Les fondations de cette intelligentsia internationale ont été posées par les moyens de communication largement imprimés, y compris la correspondance, les livres et surtout les revues, qui représentaient l'avant-garde aussi bien que l'arrière-garde de l'accomplissement et du conflit doctrinaux et savants. le Journal des savants (1665), le Transactions philosophiques (1665), le Journal des lettrés (1668), le Acta erudita (1682), et surtout de Pierre Bayle Nouvelles de la République des lettres (1684) établit le forum des échanges entre hommes et femmes de lettres, de Lorenzo Valla et Erasme à Voltaire, Jean-Jacques Rousseau et Madame Necker. Ces périodiques contenaient non seulement des articles mais aussi des critiques de livres, des lettres ouvertes, des nécrologies et d'autres genres d'échanges savants, qui, face aux pratiques croissantes de censure et de répression, constituaient la base matérielle du discours critique des Lumières et de ses révolutionnaires. conséquences.
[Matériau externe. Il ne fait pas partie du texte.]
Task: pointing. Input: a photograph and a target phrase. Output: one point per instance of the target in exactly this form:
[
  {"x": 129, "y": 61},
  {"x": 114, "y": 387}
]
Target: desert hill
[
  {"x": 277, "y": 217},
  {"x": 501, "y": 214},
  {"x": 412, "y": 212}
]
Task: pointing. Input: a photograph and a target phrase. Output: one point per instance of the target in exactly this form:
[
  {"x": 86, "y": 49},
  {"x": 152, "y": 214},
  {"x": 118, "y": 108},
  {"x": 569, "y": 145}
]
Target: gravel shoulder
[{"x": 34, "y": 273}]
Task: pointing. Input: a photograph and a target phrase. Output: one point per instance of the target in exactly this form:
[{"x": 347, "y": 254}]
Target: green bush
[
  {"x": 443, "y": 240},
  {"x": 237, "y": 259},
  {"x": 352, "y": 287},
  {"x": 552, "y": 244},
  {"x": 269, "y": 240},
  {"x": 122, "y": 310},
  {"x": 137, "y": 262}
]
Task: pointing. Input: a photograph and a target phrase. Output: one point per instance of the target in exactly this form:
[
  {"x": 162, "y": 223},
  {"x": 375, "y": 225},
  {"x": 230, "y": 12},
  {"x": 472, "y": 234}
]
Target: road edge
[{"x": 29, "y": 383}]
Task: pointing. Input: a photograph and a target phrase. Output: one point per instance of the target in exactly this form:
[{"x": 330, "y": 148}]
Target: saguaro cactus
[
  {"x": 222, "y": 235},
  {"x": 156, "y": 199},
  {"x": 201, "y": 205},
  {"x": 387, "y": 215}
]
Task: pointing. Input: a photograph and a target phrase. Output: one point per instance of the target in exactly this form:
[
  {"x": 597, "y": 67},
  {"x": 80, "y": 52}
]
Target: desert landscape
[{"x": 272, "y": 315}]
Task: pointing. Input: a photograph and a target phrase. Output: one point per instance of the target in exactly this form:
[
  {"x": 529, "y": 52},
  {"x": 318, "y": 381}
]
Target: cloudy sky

Dans la République des Lettres, l'accent était normalement mis sur l'aspect «public» de l'échange intellectuel et de la propagation des idées, mais l'intimidation de l'autorité et des institutions de censure encourageait une autre dimension du discours: «best-sellers interdits» (enquêté par Robert Darnton) et surtout la «littérature clandestine» (révélée par Richard Popkin et autres). Ces dernières années, les chercheurs ont découvert une grande quantité de littérature anti-chrétienne, dans laquelle le scepticisme, le libertinage, la libre pensée, le naturalisme, l '«athéisme», le judaïsme et le spinozisme se sont mêlés dans une contre-culture basée sur la circulation de documents publiés et manuscrits - de manière plus spectaculaire. le traité quasi-légendaire sur les «trois imposteurs» (Moïse, Jésus et Muhammad). C'était tout un monde de subversion dans la République des Lettres qui est toujours en train d'être cartographié, bien que les vieilles questions demeurent, y compris (comme l'écrit Darnton): les livres provoquent-ils des révolutions?